Cette contribution se veut une invitation à une prise de conscience des menaces sérieuses qui pèsent sur l’avenir de la nation algérienne.

Chaque Algérienne et chaque Algérien doit intérioriser la réalité des menaces qui pointent à l’horizon, sur lui et ses enfants.
Cela fait des années que plusieurs avertissements sur l’avenir de l’Algérie ont été portés à l’attention des citoyens et des autorités concernées par voie de presse, sans prise en compte sérieuse. Aujourd’hui, je propose cette analyse rigoureuse et scientifique à travers le portail essentiel de financement des activités de l’économie et de l’Etat que sont les hydrocarbures.
L’Algérie jouit d’une aisance financière confortable dans ses relations avec le reste du monde, puisque son stock en réserves de devises déposées à l’étranger couvre autour de trois années d’importations.

Mais son économie demeure, plus que jamais, vulnérable, dépendante et volatile. Le crépuscule de la rente en provenance des hydrocarbures et aussi celui de la prédation s’annoncent à l’horizon. Il est inscrit dans une politique budgétaire très fortement expansionniste et laxiste, au moment même où le pays enregistre une baisse tendancielle de la production et une augmentation notable de la demande nationale en énergie, ce qui débouche sur une forte baisse des exportations d’hydrocarbures. Ces exportations en volume, qui ont enregistré une baisse de 25,6% entre 2006 et 2011, ont connu une autre baisse de 10% en 2012 par rapport à 2011.
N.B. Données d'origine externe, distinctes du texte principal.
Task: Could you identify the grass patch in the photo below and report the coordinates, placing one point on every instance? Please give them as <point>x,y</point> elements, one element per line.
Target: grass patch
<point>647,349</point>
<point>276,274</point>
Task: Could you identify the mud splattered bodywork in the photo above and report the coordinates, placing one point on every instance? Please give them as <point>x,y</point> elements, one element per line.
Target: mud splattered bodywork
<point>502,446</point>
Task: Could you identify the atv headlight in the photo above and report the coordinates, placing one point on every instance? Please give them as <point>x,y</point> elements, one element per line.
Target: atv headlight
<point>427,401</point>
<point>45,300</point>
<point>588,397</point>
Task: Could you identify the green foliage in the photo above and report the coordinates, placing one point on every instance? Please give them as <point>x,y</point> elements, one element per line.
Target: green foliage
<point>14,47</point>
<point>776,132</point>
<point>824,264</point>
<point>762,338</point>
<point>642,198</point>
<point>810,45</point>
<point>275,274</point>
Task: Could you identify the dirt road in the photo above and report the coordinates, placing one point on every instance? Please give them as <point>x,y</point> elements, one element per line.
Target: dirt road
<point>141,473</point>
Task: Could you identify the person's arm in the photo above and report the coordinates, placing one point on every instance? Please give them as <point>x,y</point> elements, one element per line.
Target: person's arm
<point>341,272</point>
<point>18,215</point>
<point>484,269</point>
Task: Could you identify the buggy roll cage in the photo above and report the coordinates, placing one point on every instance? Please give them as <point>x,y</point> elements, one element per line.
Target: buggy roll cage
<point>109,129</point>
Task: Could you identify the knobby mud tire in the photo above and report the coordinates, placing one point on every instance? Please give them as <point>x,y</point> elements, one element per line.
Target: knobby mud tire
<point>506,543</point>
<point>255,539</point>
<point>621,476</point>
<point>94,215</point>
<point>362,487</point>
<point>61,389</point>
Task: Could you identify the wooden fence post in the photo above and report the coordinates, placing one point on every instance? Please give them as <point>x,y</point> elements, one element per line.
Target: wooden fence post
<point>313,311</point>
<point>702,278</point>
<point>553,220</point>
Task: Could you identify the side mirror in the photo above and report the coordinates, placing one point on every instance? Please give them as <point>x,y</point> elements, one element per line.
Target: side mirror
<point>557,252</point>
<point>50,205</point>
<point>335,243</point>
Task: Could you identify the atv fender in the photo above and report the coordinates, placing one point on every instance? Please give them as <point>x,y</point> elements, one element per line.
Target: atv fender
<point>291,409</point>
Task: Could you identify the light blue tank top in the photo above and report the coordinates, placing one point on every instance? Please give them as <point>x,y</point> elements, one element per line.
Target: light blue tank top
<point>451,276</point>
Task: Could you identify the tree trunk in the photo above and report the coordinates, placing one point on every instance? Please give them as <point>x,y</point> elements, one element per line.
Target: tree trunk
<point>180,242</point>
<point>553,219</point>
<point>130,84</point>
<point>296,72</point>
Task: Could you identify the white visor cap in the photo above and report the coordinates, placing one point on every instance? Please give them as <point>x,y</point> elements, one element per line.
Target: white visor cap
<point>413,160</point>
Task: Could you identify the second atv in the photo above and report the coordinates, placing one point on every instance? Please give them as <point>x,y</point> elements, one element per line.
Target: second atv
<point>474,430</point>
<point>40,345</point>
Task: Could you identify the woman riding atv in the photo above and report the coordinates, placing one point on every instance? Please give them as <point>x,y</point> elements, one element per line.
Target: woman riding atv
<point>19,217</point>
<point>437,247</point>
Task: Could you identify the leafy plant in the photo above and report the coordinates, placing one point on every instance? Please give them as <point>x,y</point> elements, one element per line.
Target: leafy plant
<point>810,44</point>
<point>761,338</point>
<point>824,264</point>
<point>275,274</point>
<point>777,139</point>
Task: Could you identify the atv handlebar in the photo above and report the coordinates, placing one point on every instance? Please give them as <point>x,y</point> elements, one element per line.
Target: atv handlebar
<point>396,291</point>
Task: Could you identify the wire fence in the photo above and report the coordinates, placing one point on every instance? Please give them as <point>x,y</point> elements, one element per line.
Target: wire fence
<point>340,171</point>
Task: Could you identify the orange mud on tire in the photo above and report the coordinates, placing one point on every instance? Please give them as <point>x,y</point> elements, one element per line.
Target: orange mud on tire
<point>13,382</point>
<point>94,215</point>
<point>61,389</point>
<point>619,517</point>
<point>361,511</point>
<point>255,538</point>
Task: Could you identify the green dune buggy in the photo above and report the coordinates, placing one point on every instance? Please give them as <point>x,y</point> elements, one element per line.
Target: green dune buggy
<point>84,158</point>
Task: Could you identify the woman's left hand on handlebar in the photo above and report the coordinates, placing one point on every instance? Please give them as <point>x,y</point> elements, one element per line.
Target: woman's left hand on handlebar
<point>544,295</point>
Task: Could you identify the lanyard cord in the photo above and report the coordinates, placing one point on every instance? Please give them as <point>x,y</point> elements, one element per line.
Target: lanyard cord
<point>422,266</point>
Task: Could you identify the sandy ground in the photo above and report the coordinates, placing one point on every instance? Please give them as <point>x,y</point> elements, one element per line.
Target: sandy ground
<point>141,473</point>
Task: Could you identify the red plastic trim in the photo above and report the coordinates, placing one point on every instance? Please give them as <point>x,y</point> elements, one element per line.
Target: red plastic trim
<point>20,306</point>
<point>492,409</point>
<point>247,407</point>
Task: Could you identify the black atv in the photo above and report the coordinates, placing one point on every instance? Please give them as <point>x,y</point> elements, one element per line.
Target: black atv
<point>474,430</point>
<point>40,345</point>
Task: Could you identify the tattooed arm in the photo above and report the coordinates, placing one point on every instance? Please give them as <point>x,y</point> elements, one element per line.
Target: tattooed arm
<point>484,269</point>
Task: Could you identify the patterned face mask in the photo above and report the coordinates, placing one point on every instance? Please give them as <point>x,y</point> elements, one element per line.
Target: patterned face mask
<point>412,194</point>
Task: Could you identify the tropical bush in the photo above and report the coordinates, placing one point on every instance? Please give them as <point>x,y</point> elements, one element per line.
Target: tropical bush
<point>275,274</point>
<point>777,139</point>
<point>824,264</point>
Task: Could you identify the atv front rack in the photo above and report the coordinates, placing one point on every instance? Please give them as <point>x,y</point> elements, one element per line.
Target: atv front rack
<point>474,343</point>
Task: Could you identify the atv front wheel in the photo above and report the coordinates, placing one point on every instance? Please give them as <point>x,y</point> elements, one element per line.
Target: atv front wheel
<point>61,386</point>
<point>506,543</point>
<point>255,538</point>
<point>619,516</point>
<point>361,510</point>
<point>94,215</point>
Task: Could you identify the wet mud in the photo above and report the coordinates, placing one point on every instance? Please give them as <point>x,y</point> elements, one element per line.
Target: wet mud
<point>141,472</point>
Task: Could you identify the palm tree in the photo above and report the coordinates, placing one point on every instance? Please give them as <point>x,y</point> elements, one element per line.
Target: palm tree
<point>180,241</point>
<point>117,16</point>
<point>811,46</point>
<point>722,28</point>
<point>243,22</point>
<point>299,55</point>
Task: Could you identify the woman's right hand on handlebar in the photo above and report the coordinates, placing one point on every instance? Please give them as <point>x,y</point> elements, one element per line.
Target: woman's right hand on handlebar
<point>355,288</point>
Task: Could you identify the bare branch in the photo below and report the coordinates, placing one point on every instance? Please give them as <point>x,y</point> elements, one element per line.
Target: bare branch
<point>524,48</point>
Malgré cela, nous enregistrons une augmentation importante et fatale dans le court terme des dépenses budgétaires financées sur la fiscalité pétrolière. Effectivement, le prix d’équilibre budgétaire du baril est passé de 34 dollars en 2005 à 115 dollars en 2011 et 130 dollars en 2012. Mais si ces prix d’équilibre étaient inférieurs à ceux réalisés dans les exportations algériennes jusqu’en 2009, ils ont commencé à être dangereusement supérieurs à ceux-ci à partir de 2010. En effet, les prix à l’exportation enregistrés entre 2010 et 2012 étaient respectivement de 80, 113 et 111 dollars, alors que les prix d’équilibre du budget se situaient respectivement à 88, 115 et 130 dollars, nécessitant le recours au Fonds de régulation pour financer le déficit budgétaire.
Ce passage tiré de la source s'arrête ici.